Considering the problems of the dollar, the comparison will lose money for most of the US debt this year.
The 30 -year treasury returns emphasizing volatility has increased by 5.1% since 2007 in May, but already returned to 4.8%. Meanwhile, Switzerland reduced interest rates to zero this month.
Great rotation?
The collapse of the dollar also means 12.5%of the euro, Japan’s yen approximately 8%and Swiss francs increased by 13.5%. It also gave the chance to shine developing markets.
Trump’s re -interaction with Russian President Vladimir Putin helped 40% to fluctuate rubles, but he was severely restricted by Western sanctions, and still holds 42% tear in Ghana’s Cedi’s Cedi.

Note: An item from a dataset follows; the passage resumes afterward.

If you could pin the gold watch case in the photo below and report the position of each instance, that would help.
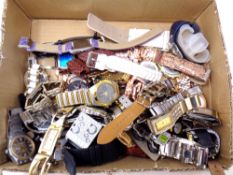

In Eastern Europe, Poland’s zloti, Czech crown and Hungarian Berin are all between 13-17%. Taiwan’s dollar increased by 8% in just two days last month, and Mexico’s PESO and the developing market local money debt, despite all trade war trauma, benefits from double -digit gains throughout the year.
Pramol Dhawan, President of Pimco’s developing market portfolio management, Pamco’s developing market portfolio management president, who refers to the transition from US assets and refers to other markets, “This is the most important capital rotation we have seen for the best part of the twenty years.
“And we still think we’re in the first strokes.”
At the bottom of the fx pile, there are familiar names such as Argentine pesos and Türkiye’s lira. The second fell by about 11%, and most of them took place after Turkish President Tayyip Erdoğan’s main political rival was detained in March.
Bitcoin changed as usual. Trump increased almost 20% when he took office, he left about 30% when a US did not affect crypto currency reserve plans and spent the last three months over again.
Oil is also yo-yoed. Trump’s comprehensive tariff plan fell below a 30% barrel in April after fueling global stagnation fears, but this month, Israel and the United States bombed Iran over $ 80.
As good as gold
Copper met the concerns of the global economy against 11%skipping, but shining precious metals. Silver increases by 24% gold and neck and neck, Platinum increases by about 50% after a 10 -year series.
The second half will not have much time for ventilation. Trump wants to skip the “great beautiful bill” in spite of the US Congress until the Independence Day holiday of July 4, and the ceasefire in the global trade war ends five days later.
Works with neighboring Canada already start and as the deadline approaches – and so far mutually, with inadequate progress for the agreded base line taxes – the questions of how much the markets may be matched to risks continue.